Curieusement (?) la procédure normale de publication de l’affaire dans la base de données recensant toutes les affaires dont l’examen a été accepté par la CEDH, soit en chambre comme ici soit solennellement devant la Grande chambre de la Cour, n’a pas été suivie dans cette affaire. Il est d’usage que cette publication soit faite, notamment en vue de permettre aux « tiers intervenants » de demander le droit de s’exprimer à l’audience et de produire des conclusions en vue d’apporter des informations pertinentes aux juges. (Ainsi le Centre européen pour la loi et la justice – ECLJ – avait-il exprimé avec d’autres mouvements les objections à la reconnaissance d’un « droit à l’avortement » réclamé par trois requérantes irlandaises le 9 décembre dernier.)
Ici, rien. La date d’audience a été rendue publique le 10 février, seuls les organisations les plus proches du dossiers ayant pu avant cette date se présenter pour intervenir. Sans surprise, c’est notamment le cas de la Fédération internationale des ligues des droits de l’homme, de la Commission internationale des juristes, du Centre « Aire » (conseil sur les droits individuels en Europe) et d’ILGA-Europe, l’Association internationale lesbienne et gay qui avaient demandé leur agrément pour cette affaire le 15 mai 2007 et l’avaient obtenu 10 jours plus tard. Leurs commentaires écrits réclamant conjointement la reconnaissance du « droit au mariage homosexuel » au nom de la dignité humaine, de l’égalité des droits et de la sanction des sentiments de fidélité et d’entraide qui caractérisent selon eux l’union entre Schalk et Kopf sont en ligne et visibles ici.

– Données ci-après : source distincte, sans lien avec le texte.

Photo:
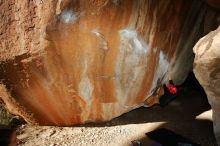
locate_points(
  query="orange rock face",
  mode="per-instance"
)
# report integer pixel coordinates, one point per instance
(72, 62)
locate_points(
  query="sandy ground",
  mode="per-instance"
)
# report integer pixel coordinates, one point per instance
(188, 115)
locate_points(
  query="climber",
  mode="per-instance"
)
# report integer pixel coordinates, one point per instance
(162, 96)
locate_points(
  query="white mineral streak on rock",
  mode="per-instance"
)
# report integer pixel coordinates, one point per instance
(131, 64)
(161, 70)
(85, 86)
(104, 43)
(69, 16)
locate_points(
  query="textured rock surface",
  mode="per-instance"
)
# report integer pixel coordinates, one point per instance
(69, 62)
(207, 71)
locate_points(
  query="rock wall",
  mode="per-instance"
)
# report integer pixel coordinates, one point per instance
(207, 71)
(67, 62)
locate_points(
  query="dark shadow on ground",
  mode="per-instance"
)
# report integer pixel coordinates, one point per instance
(179, 115)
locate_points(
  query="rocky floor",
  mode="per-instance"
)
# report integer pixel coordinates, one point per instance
(188, 115)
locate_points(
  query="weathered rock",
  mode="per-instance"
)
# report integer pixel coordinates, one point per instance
(207, 71)
(70, 62)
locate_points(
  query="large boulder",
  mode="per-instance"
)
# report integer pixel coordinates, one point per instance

Le Centre européen pour la loi et la justice, qui aurait eu naturellement vocation à présenter le point de vue contraire, est dont pratiquement exclue de la procédure même si in extremis il lui est finalement possible de soumettre un avis général sur le mariage homosexuel que Schalk et Kopf veulent obtenir sur la foi des articles 8 (droit à la vie de famille), 12 (droit au mariage) et 14 (interdiction de la discrimination) de la Convention européenne des droits de l’homme.

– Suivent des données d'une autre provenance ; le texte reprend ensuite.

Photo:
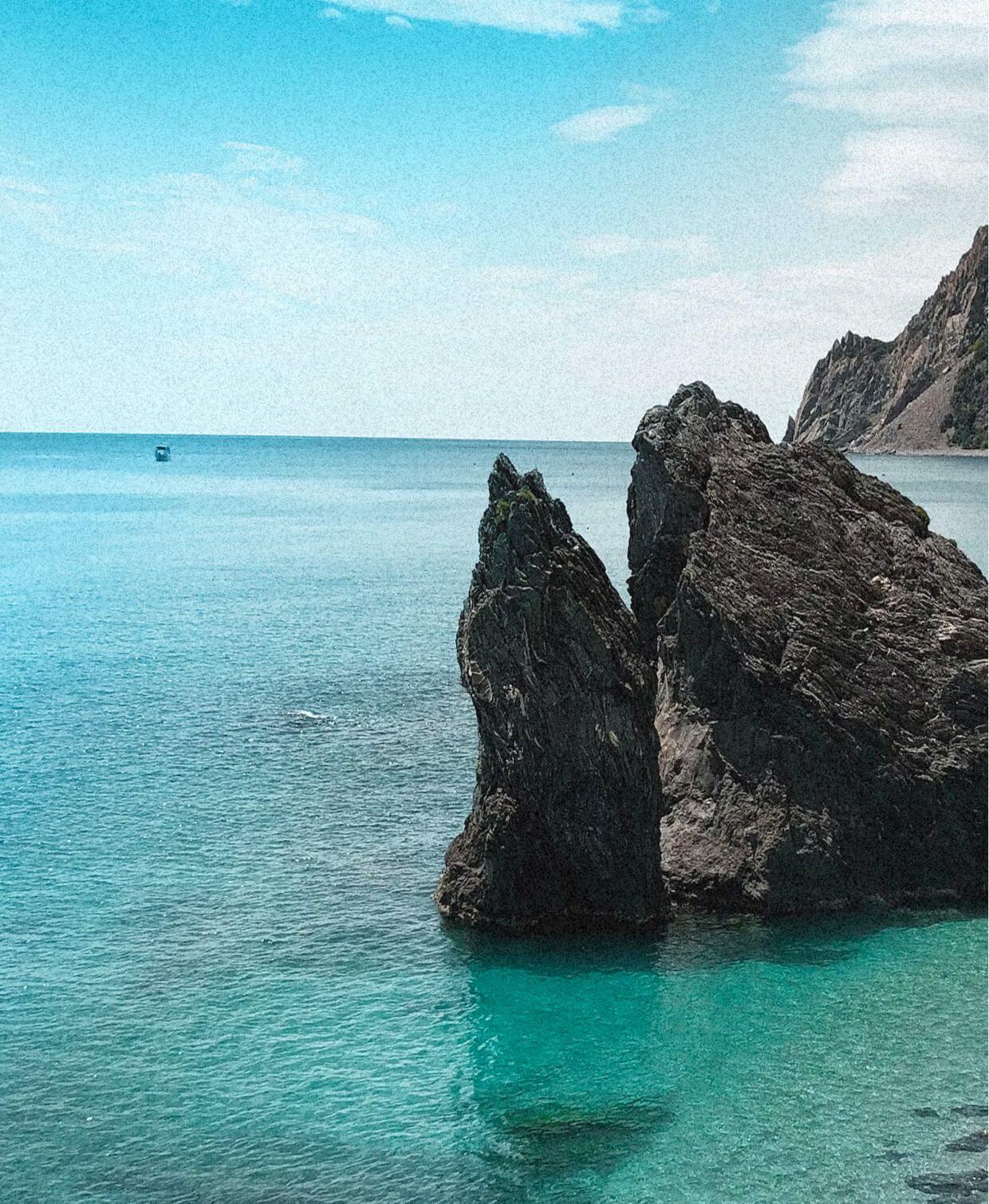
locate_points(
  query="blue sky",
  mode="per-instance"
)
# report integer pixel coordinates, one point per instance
(493, 218)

Oubli ? C’est possible évidemment. Mais au détour de cette découverte on s’aperçoit qu’une autre affaire de mariage homosexuel va venir devant la CEDH sans avoir été notifiée selon l’usage dans la base de données de la Cour : celle du « mariage » célébré à Bègles le 5 juin 2004 entre Stéphane Chapin et Bertrand Charpentier… Dans cette affaire, le magazine gay Têtu a obtenu copie de la déclaration de recevabilité de la requête dès avril de l’an dernier.
Dans le cas de Schalk et Kopf, il n’y eut pas de maire complaisant. Le conseil municipal de Vienne avait rejeté leur demande de mariage en septembre 2002 au motif que seules des personnes de sexe opposé peuvent contracter mariage. Leurs diverses démarches, y compris la dernière devant la Cour constitutionnelle de l’Autriche, aboutirent à des refus qu’ils entendent faire exploser par les juges européens en faisant valoir qu’ils n’ont pas d’autre moyen pour voir leur union reconnue légalement et accéder ainsi à une situation financière comparable à celle des couples mariés. Et la légitimité démocratique dans tout cela ? C’est le principe même de l’existence d’une instance comme la CEDH que de l’ignorer, puisque son interprétation de la Convention des droits de l’homme prime sur les lois nationales…

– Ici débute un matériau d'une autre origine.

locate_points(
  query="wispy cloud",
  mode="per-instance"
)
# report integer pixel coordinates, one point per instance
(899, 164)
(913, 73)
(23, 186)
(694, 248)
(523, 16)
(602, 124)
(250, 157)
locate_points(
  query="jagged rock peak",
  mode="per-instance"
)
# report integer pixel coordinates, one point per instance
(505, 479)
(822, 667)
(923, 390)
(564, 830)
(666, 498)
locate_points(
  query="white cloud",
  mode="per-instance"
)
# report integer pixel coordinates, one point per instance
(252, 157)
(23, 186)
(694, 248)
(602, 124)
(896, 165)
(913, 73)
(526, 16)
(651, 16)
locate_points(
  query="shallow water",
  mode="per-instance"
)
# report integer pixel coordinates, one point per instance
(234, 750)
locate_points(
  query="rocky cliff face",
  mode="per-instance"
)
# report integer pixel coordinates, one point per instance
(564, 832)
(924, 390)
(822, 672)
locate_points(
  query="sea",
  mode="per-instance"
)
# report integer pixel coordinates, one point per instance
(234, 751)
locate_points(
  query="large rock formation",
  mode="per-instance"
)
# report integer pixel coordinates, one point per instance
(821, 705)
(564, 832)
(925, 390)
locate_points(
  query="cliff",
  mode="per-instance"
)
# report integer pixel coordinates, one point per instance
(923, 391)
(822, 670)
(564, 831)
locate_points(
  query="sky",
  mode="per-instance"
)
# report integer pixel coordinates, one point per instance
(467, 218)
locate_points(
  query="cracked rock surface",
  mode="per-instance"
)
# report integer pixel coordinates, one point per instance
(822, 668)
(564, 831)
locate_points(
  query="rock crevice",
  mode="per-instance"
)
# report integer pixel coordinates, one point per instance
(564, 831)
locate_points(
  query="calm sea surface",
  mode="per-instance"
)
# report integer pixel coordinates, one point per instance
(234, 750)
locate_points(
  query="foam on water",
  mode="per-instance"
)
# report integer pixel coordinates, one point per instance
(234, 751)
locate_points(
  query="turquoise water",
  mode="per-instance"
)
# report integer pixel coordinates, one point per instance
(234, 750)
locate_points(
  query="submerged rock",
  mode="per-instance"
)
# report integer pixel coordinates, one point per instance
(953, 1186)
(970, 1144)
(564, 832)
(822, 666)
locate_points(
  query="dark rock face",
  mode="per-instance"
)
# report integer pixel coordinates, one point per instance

C’est pourquoi il ne faut pas se méprendre sur l’importance d’une affaire comme celle-ci. Même si la CEDH a été jusqu’ici réticente pour faire reconnaître la vie en couple d’une paire homosexuelle comme constitutive de la « vie de famille » (sans enfants), elle a fait des pas dans cette direction en condamnant la France pour avoir refusé une demande d’adoption faite par une femme vivant en couple avec une autre femme, considérant que le refus constituait une « discrimination » dès lors qu’il se rapportait « uniquement à l’orientation sexuelle » de la requérante. En novembre dernier, le tribunal administratif de Besaçon a ordonné au conseil général de délivrer un agrément d’adoption à Emmanuelle B., qui a vu son parcours judiciaire infléchi en sa faveur par les juges de Strasbourg.
A cela il faut ajouter la pression considérable au sein du Conseil de l’Europe en faveur de la « non discrimination à raison de l’orientation sexuelle ». Il a été question ici du rapport Gross dont l’examen a été repoussé de la fin janvier au mois d’avril afin de donner à la commission parlementaire le temps d’examiner les dizaines d’amendements déposés contre le texte. De son côté le comite des ministres du Conseil de l’Europe a adopté une recommandation en faveur de l’égalité au bénéfice des homosexuels le 2 juillet 2008.
Cela vaut certainement la peine de voir de plus près l’argumentation de ceux qui veulent imposer le « mariage » gay à l’Europe entière par le biais de cette affaire autrichienne. L’opposition de certains Etats demeure importante et les juges le savent : on est ici dans une politique de petits pas mais il me semble qu’ils s’accélèrent ces derniers temps. Notez que le gouvernement du Royaume-Uni est déjà intervenu devant la CEDH en 2007 dans l’affaire Schalk et Kopf contre Autriche pour soutenir que les relations homosexuelles ne sont pas prises en compte en tant que « vie de famille » dans le cadre de l’article 8 de la Convention européenne des droits de l’homme… Mais sous le feu de questions posés au gouvernement dans la chambre des Lords, et sous la pression d’une intervention de l’Odysseus Trust pour la bonne gouvernance basée sur les valeurs démocratiques plurielles, le gouvernement a amendé ses remarques devant la CEDH.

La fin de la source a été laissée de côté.